Is Compliance an important aspect of Nigerian Remittances?
In any financial services institution nowadays, whether is a bank, a non-bank, fintechs, virtual currency providers, compliance and risk management are key. And not only in the CTF – Counter Terrorism Financing, which in Nigeria is a constant threat, and money laundering, another problem that no country in the world can claim to be free from, but also fraud, which sadly in Nigeria, is rampant. We all have received emails with fraudulent messages connected to Nigeria and other countries and it is surprising that still many people get tricked, especially in the US.

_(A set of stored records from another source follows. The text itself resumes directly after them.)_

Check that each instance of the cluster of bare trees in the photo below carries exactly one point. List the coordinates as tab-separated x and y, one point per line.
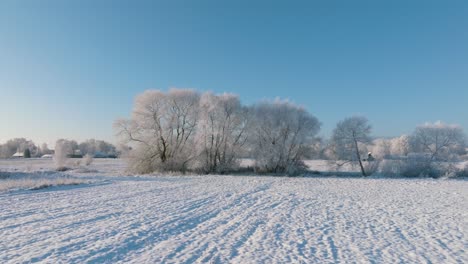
182	130
22	145
427	151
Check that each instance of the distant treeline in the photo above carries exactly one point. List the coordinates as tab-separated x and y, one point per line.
95	148
184	130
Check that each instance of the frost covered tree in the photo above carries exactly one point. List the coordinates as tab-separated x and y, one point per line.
162	130
27	153
221	132
400	146
63	148
349	138
93	147
380	148
438	140
281	136
17	145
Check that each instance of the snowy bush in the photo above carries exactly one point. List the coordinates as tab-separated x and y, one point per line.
88	159
281	136
441	142
418	166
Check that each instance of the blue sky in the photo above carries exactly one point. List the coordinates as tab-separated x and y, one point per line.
68	69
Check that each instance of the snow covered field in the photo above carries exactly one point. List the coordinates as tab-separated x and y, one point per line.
232	219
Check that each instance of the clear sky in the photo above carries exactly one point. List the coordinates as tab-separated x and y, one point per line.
68	69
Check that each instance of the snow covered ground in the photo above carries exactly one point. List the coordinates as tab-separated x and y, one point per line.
232	219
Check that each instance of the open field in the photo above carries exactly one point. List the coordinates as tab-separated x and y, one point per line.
231	219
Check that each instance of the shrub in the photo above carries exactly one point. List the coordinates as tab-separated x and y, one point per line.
88	159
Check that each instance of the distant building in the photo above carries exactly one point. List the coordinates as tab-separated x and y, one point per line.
18	155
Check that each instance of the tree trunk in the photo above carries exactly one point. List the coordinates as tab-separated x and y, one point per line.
363	171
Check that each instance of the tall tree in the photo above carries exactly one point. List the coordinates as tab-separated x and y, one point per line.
348	138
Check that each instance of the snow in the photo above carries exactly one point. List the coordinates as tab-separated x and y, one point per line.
232	219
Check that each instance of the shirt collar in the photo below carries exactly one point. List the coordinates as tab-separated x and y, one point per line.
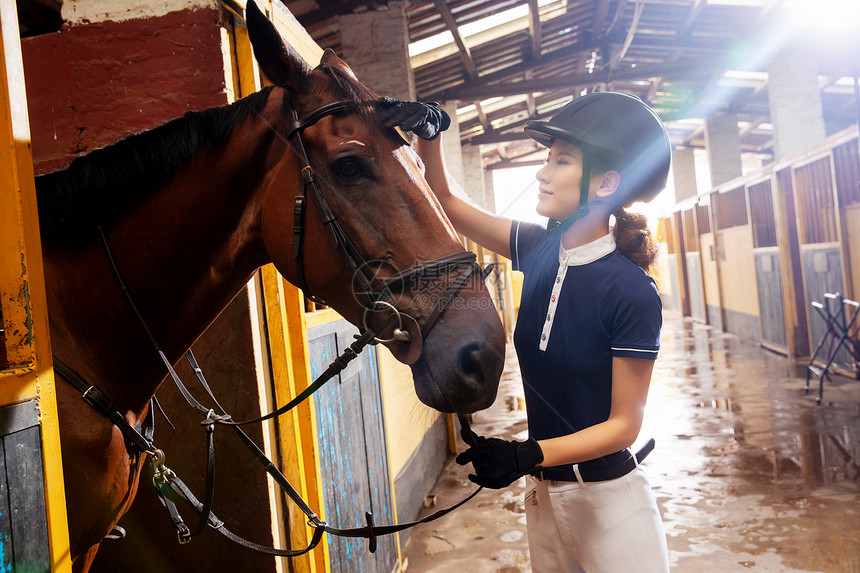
587	253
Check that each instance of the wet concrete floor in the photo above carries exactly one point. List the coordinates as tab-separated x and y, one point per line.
749	473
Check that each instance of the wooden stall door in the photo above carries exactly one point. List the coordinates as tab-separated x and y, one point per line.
820	246
353	452
767	267
694	267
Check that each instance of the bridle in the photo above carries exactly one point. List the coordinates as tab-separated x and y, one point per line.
375	289
167	484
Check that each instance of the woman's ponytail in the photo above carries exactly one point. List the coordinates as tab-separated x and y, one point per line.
634	238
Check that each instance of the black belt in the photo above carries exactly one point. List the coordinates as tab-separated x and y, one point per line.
602	469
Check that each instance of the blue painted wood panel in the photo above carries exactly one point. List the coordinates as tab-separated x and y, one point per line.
23	517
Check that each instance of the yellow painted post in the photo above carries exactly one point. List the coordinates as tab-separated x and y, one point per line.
303	415
296	430
29	374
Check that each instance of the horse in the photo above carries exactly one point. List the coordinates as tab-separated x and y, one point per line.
191	209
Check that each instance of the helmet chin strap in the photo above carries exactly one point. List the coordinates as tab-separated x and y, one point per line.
582	210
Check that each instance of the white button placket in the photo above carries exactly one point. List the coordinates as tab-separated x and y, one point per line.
553	301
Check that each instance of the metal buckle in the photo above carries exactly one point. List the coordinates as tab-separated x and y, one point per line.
399	334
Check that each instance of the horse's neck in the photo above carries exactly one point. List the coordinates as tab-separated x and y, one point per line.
184	254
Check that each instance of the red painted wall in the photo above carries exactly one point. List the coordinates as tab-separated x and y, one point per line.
91	84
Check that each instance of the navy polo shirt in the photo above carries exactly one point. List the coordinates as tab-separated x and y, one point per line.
579	308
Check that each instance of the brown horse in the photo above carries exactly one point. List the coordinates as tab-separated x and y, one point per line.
191	209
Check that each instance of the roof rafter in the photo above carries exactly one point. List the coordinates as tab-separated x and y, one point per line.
465	53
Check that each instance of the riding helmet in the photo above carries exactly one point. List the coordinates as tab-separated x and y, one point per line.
622	129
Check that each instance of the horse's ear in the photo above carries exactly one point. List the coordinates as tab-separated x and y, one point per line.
280	62
331	60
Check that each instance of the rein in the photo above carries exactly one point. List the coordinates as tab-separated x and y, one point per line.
167	484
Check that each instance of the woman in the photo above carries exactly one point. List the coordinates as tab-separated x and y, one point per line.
587	335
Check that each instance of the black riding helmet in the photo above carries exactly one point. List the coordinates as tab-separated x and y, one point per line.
623	132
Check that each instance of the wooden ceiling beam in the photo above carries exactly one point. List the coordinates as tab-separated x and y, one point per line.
535	31
599	18
482	90
465	53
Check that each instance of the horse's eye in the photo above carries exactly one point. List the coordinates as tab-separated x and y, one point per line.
348	168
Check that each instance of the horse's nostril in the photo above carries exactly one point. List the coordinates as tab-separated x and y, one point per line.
470	362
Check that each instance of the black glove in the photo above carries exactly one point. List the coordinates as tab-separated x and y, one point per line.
498	463
426	120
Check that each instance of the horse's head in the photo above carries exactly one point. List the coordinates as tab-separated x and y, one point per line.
437	317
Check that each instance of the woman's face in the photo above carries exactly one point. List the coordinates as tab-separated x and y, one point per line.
558	197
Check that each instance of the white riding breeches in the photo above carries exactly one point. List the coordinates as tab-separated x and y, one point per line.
595	527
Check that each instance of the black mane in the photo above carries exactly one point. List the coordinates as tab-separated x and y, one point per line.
97	188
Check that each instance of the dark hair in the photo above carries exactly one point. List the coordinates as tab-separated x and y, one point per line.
634	238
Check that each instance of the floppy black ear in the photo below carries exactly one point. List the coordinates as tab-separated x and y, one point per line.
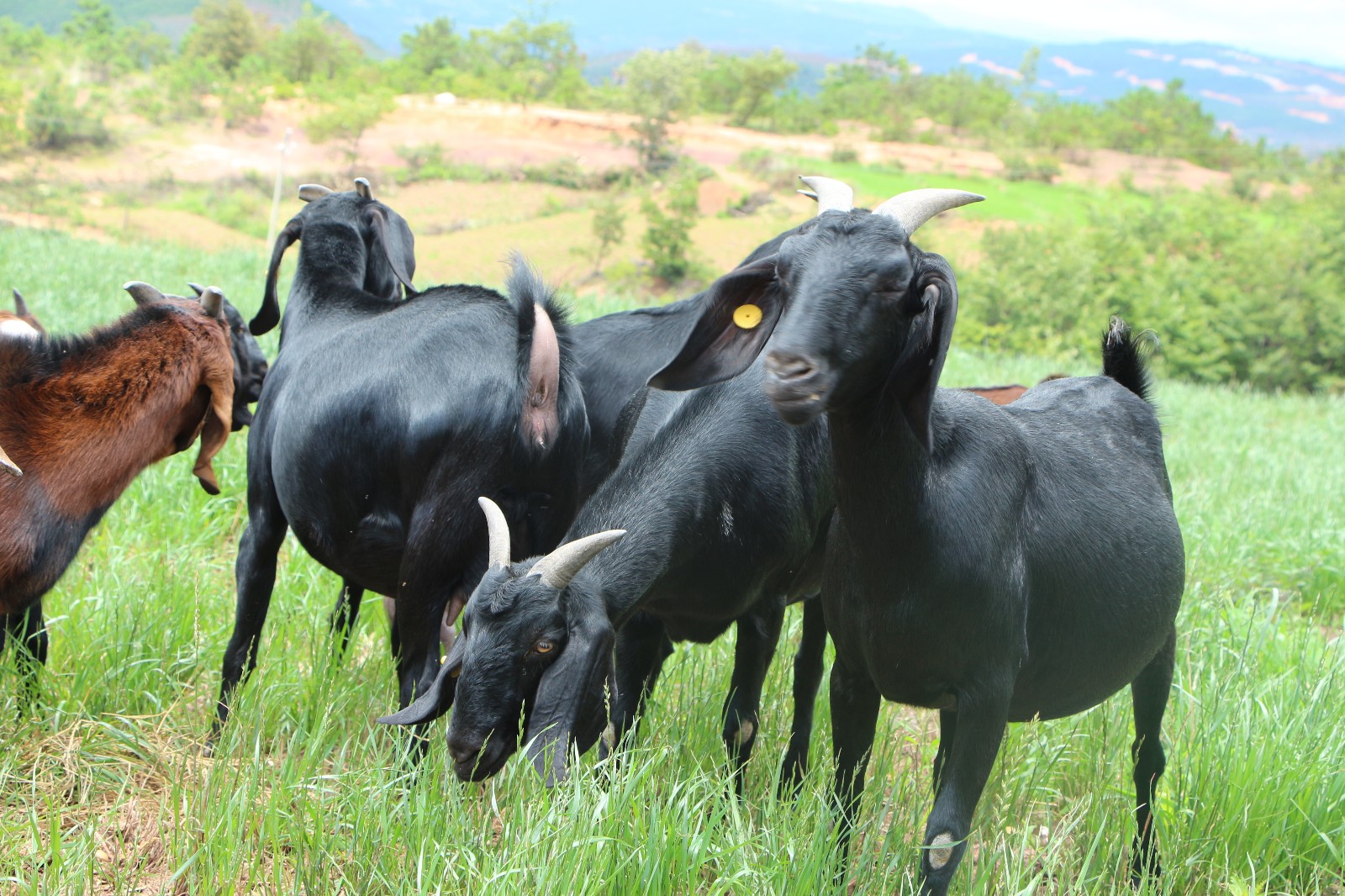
915	377
439	698
269	314
741	309
571	704
396	241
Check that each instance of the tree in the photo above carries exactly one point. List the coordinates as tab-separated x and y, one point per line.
759	77
225	31
659	85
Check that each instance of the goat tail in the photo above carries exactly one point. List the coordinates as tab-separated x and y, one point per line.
1125	356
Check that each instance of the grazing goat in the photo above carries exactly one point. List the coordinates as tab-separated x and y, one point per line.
84	416
383	419
724	512
997	564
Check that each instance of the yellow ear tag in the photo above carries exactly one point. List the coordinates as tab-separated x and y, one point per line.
746	316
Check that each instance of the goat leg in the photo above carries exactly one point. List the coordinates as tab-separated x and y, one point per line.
759	631
854	714
981	725
345	615
1149	696
29	634
642	645
255	572
807	678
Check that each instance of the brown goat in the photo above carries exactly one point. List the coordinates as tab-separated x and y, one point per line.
82	416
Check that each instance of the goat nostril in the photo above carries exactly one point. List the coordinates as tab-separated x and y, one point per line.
790	366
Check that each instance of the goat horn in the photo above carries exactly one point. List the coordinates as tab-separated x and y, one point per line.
831	194
562	564
8	466
213	300
311	192
143	293
498	529
915	208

When discussing the Money Transfer Compliance Course in IMTC AFRICA’s Pre-Conference Day with the financial institutions in Nigeria that I visited in July this year, I felt that certain compliance actions taken in other countries, such as the U.S. Department of Justice against MoneyGram in November 2018, where not totally understood. And in the remittance industry, the work on both side of a remittance corridor, between the sending and the paying institution, is critical. International money transfer compliance expert Zory Munoz, which will be instructor teaching the course in Lagos in September 24 is very aware of this fact: “I have lost count of the number of countries and institutions I have visited across the world and even if most of them are keenly aware of the importance of compliance, there are many gaps that need to be addressed, as we work together to develop better systems to control and manage risk”.

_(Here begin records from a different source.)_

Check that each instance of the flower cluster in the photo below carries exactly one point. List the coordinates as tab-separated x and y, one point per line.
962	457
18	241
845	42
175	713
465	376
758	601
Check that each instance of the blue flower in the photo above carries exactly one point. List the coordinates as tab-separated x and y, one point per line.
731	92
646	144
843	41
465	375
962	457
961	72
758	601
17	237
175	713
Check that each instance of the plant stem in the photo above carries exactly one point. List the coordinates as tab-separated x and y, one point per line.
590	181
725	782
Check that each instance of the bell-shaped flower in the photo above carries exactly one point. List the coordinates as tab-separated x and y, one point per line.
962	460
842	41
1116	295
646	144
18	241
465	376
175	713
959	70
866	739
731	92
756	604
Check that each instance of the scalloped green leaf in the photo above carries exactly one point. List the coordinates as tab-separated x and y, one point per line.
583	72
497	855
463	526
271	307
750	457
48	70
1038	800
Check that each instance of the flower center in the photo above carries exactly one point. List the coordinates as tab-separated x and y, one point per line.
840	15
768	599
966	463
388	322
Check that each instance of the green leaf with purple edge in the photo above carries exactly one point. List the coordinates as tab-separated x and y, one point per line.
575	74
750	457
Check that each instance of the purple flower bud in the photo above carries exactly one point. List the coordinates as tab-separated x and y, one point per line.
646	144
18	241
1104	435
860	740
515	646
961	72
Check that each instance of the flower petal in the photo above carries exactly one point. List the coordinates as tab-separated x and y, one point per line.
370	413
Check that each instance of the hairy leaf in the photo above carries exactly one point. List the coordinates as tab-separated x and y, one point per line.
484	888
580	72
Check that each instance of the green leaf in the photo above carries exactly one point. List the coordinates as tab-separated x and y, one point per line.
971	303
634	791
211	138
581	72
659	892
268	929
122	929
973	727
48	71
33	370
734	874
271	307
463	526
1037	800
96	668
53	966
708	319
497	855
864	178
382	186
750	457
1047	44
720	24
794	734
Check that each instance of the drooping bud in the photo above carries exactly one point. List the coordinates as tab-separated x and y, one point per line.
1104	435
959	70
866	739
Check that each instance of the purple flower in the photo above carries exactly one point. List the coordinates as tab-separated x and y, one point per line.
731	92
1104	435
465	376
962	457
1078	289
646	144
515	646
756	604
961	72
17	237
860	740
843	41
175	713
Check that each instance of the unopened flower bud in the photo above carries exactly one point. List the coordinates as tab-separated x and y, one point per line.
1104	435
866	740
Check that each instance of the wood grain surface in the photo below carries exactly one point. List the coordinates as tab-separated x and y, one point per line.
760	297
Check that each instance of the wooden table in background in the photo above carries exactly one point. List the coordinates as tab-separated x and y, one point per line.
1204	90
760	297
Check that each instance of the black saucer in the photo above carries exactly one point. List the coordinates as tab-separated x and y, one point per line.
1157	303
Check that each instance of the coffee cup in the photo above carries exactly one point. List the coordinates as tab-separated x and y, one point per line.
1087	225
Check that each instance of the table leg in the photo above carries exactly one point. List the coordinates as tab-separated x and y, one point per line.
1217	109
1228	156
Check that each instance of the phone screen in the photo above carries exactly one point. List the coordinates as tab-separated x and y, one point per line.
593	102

MTOs and other institutions that cater to the Nigerian Diaspora must get to know the Bank Verification Number or “BVN” Program in Nigeria that has placed the country as one of the top in the world with an advanced country-wide biometric system that began in 2014/ 2015. This is an advanced KYC system that certainly helps in providing reliable identification of remittance beneficiaries.
Can the industry work together for the benefit of Nigerians, remittances and Nigeria as a whole?

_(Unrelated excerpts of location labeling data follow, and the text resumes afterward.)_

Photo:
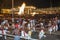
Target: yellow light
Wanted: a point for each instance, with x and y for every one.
(33, 13)
(21, 9)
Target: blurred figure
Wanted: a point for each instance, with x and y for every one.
(42, 34)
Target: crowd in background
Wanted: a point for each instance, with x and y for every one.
(23, 27)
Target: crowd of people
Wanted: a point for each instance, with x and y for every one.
(25, 27)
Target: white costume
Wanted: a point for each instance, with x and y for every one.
(50, 30)
(41, 34)
(29, 25)
(56, 27)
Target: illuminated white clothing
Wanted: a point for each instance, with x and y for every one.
(41, 34)
(56, 27)
(50, 30)
(0, 33)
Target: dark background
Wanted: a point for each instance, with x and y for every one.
(37, 3)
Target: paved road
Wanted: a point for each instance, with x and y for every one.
(53, 36)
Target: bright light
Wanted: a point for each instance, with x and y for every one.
(33, 13)
(21, 9)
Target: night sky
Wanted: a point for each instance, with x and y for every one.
(37, 3)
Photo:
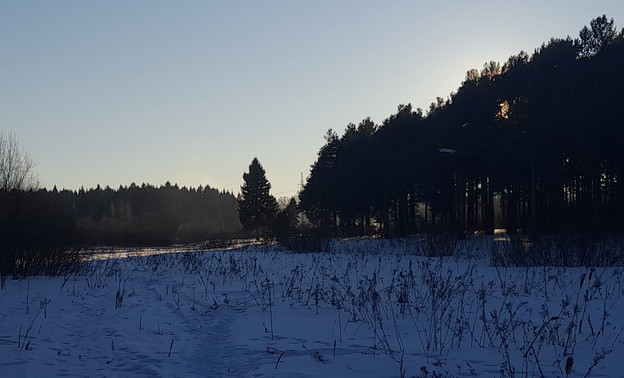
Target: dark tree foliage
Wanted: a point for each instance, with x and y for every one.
(256, 207)
(533, 146)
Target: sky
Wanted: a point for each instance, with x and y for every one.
(116, 92)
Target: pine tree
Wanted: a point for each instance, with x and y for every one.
(256, 207)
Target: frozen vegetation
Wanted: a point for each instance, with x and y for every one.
(366, 308)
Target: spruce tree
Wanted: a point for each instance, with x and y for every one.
(256, 207)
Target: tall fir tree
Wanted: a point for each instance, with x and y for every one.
(256, 207)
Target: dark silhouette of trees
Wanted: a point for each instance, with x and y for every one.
(256, 207)
(16, 166)
(593, 39)
(532, 145)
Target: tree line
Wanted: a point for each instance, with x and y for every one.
(533, 145)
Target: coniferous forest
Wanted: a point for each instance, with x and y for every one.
(532, 146)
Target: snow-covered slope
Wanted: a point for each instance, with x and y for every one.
(364, 310)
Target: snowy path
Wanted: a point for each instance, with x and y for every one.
(209, 315)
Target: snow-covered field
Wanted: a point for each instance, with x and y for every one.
(367, 309)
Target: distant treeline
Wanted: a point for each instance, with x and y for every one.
(535, 145)
(129, 216)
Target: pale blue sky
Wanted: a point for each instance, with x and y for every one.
(115, 92)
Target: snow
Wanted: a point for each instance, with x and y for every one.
(369, 308)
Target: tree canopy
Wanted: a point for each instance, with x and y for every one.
(532, 145)
(256, 207)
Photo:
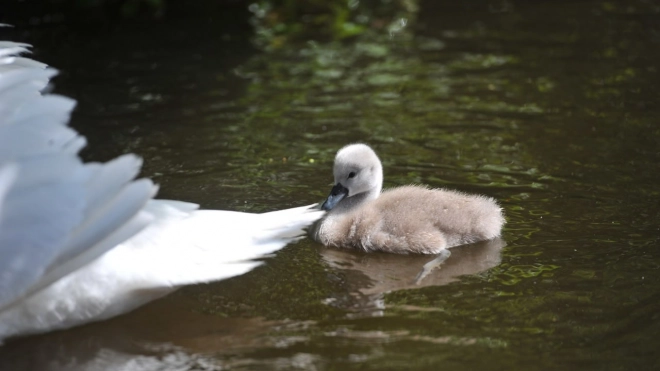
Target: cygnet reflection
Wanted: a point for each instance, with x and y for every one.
(368, 276)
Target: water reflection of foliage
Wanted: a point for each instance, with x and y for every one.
(280, 22)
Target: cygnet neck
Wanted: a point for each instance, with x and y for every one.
(352, 202)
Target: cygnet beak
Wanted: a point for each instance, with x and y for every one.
(337, 194)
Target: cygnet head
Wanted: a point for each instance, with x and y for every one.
(358, 177)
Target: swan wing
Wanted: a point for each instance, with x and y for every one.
(56, 212)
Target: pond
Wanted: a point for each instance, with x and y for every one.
(552, 108)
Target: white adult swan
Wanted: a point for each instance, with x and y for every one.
(84, 242)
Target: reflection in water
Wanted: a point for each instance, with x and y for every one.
(170, 334)
(368, 276)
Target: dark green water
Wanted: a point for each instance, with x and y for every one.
(550, 107)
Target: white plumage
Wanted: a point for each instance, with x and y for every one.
(81, 242)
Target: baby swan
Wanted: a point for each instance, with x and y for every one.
(409, 219)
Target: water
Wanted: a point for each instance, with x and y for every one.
(550, 107)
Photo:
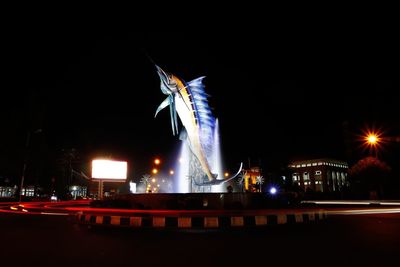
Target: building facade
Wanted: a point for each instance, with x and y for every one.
(320, 175)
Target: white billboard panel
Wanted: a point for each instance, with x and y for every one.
(109, 169)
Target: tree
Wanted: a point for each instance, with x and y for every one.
(369, 175)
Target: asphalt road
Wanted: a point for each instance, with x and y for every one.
(347, 240)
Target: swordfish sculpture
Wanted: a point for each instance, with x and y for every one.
(189, 102)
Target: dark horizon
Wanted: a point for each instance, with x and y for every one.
(279, 99)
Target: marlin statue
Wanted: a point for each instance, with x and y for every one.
(189, 102)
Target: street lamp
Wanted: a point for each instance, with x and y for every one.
(373, 141)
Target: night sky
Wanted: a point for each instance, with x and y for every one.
(279, 95)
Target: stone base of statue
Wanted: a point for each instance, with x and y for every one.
(197, 176)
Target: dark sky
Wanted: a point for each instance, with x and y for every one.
(279, 95)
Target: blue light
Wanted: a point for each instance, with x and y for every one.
(273, 190)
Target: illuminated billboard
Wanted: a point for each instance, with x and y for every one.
(109, 169)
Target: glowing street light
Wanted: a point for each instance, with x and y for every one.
(372, 139)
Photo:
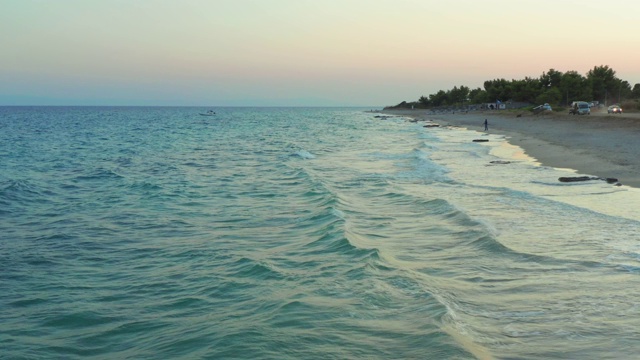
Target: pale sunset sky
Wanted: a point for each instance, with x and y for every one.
(298, 52)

In my many talks with international MTOs and Nigerian Financial Institutions that led to the development of the IMTC AFRICA programme I certainly feel that there are many individuals, both in Africa and abroad, that know the remittance industry in West Africa and want to genuinely contribute to the facilitation and formalization of remittances. Most everyone in private institutions understand some of the regulatory difficulties that Central Banks face when opening the market to new players and allowing a more diverse and competitive market to grow, while promoting innovation and transparency. Regulators in many countries are convening broadly-based Industry Councils to hear the market players and build a dialogue that benefits the country and the users of these financial services, within the country and internationally. In IMTC we are committed to helping this happen.